Our services operate in a restricted network environment. It's fairly common to forget to declare the correct outbounds/use the correct proxy for traffic that egresses the network. All the other components of our services provide similiar Start(ctx) error
methods that the service uses to determine whether or not the component came up healthy.
These responses are used to determine if we believe that we will inevitably recover or we need to immediately panic and crash.
Since New Relic starts on NewApplication()
, that slightly violates our lifecycle spec, but we can use WaitForConnection with a context-propogated timeout to achieve identical functionality (and know if our service didn't start up correctly).

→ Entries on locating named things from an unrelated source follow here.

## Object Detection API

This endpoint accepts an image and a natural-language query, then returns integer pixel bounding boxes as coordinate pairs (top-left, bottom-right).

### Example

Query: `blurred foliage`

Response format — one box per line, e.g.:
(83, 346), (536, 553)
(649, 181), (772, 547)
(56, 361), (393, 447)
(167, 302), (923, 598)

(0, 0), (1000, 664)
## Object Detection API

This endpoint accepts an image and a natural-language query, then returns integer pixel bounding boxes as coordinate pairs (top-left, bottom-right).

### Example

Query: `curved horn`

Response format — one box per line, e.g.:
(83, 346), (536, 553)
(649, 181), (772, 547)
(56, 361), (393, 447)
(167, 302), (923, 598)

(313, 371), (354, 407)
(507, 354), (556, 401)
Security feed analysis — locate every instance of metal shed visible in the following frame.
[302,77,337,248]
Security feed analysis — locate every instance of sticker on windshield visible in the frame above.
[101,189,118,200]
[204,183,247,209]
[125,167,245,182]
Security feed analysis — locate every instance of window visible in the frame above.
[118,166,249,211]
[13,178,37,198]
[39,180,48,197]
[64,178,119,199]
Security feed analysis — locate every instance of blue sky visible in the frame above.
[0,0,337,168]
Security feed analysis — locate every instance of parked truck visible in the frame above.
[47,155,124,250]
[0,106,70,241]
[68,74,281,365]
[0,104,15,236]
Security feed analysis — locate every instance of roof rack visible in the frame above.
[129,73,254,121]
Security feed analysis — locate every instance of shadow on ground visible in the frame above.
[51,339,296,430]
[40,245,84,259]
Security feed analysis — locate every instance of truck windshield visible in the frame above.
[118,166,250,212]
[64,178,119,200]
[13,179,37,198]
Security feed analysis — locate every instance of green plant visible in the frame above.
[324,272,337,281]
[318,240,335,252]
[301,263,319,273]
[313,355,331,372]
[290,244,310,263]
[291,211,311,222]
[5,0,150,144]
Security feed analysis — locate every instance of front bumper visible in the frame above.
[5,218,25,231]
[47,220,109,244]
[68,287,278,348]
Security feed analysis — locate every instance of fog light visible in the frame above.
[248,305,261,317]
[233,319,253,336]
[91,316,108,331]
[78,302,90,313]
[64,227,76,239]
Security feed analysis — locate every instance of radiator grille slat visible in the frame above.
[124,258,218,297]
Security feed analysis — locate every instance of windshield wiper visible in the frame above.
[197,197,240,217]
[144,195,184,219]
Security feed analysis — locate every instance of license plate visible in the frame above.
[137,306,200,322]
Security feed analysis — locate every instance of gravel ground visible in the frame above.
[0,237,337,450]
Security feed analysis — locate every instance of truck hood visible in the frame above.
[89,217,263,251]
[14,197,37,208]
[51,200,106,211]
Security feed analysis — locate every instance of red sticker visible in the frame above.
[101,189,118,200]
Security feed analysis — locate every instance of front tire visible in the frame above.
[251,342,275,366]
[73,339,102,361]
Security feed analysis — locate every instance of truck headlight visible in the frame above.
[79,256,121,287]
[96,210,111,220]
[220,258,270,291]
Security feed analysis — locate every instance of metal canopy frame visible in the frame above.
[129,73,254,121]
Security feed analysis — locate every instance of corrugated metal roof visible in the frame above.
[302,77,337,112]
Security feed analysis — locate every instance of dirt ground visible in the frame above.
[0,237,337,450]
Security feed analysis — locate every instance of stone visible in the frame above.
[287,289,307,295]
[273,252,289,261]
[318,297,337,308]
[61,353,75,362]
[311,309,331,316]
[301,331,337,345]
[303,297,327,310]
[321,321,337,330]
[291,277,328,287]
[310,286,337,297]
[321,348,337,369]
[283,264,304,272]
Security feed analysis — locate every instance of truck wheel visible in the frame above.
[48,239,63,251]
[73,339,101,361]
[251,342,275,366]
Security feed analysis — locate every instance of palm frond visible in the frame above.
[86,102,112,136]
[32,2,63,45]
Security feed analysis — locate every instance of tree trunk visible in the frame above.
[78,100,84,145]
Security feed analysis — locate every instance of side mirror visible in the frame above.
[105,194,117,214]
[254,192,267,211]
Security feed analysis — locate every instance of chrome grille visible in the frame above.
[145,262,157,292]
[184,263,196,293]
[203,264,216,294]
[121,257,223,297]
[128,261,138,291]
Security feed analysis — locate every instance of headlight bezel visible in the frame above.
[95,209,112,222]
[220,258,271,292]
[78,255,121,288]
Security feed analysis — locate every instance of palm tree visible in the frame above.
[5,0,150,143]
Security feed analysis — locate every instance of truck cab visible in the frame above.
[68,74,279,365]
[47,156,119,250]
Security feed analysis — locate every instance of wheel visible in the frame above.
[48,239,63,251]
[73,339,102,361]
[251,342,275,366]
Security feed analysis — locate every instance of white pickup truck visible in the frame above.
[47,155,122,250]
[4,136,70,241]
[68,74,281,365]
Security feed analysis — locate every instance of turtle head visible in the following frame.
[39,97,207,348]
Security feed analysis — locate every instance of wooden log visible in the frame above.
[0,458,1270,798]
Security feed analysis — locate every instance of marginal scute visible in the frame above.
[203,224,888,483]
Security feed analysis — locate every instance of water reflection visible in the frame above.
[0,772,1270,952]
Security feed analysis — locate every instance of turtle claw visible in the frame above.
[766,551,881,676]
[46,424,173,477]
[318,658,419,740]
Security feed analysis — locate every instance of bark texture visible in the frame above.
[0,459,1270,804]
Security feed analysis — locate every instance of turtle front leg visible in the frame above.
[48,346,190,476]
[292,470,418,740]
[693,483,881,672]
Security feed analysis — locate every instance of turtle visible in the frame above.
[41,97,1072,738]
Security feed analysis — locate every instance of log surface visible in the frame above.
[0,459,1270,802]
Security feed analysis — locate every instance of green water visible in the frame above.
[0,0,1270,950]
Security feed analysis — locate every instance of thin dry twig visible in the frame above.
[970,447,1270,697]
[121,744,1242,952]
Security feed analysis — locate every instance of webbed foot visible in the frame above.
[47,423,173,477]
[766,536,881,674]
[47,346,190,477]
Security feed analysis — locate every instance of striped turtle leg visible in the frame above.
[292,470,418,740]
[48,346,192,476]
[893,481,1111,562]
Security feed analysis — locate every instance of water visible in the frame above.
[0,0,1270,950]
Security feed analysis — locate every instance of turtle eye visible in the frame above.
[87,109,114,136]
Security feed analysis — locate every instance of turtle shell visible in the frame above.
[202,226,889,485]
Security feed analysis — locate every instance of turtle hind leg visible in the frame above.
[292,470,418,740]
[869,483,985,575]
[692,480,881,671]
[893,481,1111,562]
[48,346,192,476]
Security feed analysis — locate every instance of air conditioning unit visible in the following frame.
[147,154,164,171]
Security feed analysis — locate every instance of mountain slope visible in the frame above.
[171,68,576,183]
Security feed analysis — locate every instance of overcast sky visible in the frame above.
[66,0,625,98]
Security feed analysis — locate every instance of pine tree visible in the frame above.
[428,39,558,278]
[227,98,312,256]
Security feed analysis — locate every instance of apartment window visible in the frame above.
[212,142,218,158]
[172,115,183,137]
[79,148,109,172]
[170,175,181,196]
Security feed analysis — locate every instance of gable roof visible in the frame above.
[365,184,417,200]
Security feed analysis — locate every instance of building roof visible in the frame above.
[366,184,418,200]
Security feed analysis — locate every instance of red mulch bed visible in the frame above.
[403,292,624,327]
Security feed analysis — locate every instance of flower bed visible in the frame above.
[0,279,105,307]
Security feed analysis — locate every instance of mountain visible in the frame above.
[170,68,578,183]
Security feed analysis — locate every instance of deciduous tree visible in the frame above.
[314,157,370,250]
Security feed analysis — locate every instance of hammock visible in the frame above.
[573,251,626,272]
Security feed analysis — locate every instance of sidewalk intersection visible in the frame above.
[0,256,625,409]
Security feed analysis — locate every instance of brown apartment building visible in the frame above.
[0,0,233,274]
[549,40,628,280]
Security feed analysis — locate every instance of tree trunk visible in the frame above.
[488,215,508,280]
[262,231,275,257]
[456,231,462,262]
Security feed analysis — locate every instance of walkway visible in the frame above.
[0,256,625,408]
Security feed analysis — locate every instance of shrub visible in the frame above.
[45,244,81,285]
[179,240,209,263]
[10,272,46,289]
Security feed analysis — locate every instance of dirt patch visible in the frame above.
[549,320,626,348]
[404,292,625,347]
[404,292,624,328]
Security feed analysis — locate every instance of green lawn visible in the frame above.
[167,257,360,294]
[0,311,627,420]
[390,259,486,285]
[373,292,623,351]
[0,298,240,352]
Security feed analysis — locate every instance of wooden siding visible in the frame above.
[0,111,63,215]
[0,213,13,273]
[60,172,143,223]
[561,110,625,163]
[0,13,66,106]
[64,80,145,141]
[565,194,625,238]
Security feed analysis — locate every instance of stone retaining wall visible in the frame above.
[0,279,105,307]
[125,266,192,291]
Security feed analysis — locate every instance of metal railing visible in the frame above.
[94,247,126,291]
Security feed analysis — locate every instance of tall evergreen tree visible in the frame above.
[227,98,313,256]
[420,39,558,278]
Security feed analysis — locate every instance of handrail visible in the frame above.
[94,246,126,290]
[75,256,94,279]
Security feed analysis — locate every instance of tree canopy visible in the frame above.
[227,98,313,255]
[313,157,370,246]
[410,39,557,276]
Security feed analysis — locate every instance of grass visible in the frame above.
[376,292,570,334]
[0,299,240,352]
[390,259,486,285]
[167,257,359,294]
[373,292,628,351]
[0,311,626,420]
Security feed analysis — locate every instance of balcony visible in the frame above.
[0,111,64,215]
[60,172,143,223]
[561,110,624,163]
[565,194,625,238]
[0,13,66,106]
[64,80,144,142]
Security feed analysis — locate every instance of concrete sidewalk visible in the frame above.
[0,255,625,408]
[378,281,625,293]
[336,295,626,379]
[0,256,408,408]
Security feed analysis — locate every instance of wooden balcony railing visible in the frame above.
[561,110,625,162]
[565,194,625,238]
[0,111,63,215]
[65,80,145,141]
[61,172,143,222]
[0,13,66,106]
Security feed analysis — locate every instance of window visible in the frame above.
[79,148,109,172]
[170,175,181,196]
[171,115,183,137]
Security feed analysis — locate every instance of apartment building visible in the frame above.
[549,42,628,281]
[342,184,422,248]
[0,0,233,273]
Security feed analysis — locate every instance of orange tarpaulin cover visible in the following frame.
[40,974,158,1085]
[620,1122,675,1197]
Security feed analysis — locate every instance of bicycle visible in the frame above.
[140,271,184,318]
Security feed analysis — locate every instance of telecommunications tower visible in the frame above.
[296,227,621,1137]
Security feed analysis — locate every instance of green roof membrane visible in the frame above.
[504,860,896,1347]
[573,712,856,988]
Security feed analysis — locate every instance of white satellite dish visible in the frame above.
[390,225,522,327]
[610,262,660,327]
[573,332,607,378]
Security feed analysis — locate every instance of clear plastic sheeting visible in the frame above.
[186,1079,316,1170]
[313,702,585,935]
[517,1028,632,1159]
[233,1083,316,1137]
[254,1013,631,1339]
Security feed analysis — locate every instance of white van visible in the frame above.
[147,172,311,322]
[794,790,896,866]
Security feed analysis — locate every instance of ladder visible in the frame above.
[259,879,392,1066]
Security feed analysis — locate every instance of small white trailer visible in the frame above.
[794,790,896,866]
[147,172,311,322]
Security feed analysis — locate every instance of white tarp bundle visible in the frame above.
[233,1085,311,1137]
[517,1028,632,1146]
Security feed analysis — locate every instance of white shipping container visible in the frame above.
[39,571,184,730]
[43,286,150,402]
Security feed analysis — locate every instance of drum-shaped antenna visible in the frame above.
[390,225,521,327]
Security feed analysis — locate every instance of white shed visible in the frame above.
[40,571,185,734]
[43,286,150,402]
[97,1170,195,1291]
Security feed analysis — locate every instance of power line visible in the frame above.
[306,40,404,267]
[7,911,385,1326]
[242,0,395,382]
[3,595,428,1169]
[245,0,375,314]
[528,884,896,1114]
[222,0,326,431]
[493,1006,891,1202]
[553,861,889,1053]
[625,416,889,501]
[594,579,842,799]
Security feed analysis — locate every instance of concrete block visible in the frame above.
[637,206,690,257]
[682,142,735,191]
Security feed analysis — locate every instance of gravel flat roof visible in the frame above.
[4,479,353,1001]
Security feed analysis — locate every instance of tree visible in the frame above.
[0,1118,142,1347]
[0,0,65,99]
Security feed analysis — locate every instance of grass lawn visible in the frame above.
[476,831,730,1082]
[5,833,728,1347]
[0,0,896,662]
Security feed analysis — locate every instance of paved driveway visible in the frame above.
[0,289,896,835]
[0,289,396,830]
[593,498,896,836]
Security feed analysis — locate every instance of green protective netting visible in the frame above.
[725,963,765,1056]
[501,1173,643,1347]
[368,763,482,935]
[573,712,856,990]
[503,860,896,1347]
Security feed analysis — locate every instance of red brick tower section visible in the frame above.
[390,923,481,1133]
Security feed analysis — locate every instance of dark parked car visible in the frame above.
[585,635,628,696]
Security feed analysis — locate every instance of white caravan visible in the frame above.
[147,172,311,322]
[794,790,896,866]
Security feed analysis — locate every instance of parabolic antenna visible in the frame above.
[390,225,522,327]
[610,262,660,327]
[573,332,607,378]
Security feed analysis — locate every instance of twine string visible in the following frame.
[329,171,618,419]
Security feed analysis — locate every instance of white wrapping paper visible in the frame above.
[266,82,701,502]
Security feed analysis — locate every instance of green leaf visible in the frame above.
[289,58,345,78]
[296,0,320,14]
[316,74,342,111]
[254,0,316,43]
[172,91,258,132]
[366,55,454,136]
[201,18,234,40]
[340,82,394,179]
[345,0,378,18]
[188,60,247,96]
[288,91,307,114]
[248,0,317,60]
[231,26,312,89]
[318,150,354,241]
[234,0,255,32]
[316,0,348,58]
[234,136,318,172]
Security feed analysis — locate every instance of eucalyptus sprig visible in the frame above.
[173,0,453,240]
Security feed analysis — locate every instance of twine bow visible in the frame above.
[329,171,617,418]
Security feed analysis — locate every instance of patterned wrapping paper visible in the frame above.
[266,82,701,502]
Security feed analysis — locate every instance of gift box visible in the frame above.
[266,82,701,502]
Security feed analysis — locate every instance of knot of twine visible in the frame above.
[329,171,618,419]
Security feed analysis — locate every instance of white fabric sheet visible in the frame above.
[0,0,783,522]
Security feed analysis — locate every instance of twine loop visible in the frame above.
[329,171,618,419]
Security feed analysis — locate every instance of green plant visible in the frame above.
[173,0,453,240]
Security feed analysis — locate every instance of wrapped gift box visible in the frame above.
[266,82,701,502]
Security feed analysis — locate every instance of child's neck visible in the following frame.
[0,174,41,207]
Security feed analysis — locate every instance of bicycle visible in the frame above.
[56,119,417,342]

I'm astonished to hear Shutdown is not necessary as the docs say:
Shutdown flushes data to New Relic's servers
I consider proper finalization and flushing to be an hard requirement for any operational monitoring system–otherwise you have no insight into a failure scenario–especially if your paradigm is crash-only failures.
To add some extra context, here's some Go psuedo-ish code that illustrations the lifecycle of our services–we have a set of interfaces that are used by the lifecycle manager to gracefully start and shutdown the service, as well as handling final flushes for anything that needs that behavior.
func main() {
shutdown := make(chan struct{}, 1)
lifecycle := lifecycle.New(
Discovery(),
NewRelicWrapper(newrelic.Application),
LogPusher(),
CommandAndControl(shutdown),
ServiceAPI(),
)
lifecycle.Start(context.TODO())
defer lifecycle.Finalize(context.TODO())
<-shutdown
lifecycle.Stop(context.TODO())
}
Hi @v3n , thanks for giving us all that context! I'll make sure our Product Manager sees this so they can prioritize this in our product roadmap.